Texas Bklvr

Monday, June 29, 2009

Tag It

When asked if tagging belongs in the library, my first thought is that libraries have done 'tagging' for years. Whenever we assign a subject heading to a book or create an index, we are in essence tagging. If the purpose is to assist people with finding information, pictures or memorabilia, then tagging is just another term for what libraries do, just in a controlled environment.
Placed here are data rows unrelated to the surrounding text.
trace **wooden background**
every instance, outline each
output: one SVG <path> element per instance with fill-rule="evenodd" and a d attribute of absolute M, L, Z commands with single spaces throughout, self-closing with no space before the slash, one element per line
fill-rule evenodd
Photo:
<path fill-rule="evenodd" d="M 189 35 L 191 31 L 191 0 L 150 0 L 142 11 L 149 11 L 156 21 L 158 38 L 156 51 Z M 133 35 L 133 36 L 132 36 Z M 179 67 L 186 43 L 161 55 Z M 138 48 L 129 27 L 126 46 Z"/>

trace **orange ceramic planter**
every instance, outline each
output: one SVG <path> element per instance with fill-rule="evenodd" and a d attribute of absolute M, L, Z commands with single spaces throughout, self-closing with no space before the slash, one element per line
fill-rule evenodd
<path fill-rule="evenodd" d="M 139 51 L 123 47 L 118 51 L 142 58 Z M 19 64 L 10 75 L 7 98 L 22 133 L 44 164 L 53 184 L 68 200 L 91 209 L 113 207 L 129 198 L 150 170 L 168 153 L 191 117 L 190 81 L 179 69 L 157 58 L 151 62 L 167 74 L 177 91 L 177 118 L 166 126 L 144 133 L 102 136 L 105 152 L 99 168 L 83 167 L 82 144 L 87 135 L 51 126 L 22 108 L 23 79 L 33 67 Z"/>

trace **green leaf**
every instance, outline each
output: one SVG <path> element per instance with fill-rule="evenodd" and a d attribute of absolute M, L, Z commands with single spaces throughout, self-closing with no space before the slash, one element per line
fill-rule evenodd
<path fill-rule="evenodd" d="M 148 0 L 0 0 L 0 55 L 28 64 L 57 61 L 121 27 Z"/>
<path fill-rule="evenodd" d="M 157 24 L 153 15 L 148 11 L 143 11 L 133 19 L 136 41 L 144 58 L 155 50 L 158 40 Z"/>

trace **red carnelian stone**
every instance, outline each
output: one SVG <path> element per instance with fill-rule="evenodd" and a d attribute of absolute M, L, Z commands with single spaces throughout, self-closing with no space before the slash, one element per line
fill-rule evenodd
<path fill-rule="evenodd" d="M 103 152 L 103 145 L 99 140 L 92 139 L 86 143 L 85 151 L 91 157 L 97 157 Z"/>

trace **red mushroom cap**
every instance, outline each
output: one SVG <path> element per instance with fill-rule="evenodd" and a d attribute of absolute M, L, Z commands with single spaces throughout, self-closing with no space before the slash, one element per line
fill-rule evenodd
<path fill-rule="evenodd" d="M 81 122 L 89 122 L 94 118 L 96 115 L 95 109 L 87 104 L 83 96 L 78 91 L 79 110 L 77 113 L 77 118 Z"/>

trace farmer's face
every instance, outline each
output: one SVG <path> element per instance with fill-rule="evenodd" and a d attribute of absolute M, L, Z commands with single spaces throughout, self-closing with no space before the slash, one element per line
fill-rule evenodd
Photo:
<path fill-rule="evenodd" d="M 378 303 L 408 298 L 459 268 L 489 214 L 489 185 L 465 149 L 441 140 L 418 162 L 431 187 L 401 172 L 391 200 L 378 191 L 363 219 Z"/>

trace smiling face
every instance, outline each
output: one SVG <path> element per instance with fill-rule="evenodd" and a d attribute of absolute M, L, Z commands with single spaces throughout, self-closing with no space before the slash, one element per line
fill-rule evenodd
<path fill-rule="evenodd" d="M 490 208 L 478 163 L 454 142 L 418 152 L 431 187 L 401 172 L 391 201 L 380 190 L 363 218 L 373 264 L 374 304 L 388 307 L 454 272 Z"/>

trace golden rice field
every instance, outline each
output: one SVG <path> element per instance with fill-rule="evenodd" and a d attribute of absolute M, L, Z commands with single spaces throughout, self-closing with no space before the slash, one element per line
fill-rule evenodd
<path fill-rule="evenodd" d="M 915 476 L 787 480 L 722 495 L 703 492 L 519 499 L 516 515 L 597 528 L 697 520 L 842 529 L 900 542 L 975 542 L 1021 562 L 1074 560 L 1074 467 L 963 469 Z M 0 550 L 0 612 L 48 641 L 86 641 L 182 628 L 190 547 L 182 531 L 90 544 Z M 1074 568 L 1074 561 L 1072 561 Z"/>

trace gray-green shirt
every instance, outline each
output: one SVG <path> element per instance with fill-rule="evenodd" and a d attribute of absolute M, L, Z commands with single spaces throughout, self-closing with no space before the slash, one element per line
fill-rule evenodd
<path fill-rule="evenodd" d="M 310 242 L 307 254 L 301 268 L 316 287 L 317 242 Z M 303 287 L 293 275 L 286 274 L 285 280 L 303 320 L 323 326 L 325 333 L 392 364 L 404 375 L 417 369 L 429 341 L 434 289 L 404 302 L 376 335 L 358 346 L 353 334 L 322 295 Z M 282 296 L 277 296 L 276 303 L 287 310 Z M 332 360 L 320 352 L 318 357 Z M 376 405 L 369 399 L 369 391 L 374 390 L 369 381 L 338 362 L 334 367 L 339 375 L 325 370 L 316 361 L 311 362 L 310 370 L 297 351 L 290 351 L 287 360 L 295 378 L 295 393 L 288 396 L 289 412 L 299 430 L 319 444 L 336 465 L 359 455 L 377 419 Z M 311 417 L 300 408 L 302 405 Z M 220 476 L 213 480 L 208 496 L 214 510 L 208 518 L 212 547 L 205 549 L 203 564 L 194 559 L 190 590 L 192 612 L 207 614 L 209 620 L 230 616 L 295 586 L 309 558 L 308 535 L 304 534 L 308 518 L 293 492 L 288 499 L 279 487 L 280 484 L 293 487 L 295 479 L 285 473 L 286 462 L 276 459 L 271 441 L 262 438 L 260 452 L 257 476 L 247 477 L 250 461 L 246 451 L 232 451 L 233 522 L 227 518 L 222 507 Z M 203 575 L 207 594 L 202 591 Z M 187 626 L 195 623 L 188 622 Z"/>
Should tagging replace subject headings? Well, as a librarian working to help people, I want a controlled vocabulary so that I can quickly narrow down my search. I also want to be able to search other library catalogs knowing I can use the same term to find the same concept. So I don't think tagging can replace subject headings. However, I do think tagging can complement our existing form of subject headings in some fashion. The problem is that we are asking everyone in the world to start describing things so people can find them. I don't see anything wrong with that as long as we don't have any expections for consistency in terms or definitions. Tagging will generate numerous different terms for the same item which in turn will generate unusual hits in a search, making it more difficult in some ways for people to find things. But in the Web 2.0 world I don't think it matters as much. Users are looking for something; they find something; if that something meets their needs, the end justifies the means.

As for encouraging the practice, I don't think we as librarians have a lot of say in the matter. Tagging is already an accepted practice in the Web 2.o world and trying to change it or control it would be a vast undertaking. We just need to recognize it for what it is, personal descriptions by individuals of different backgrounds, cultures and languages.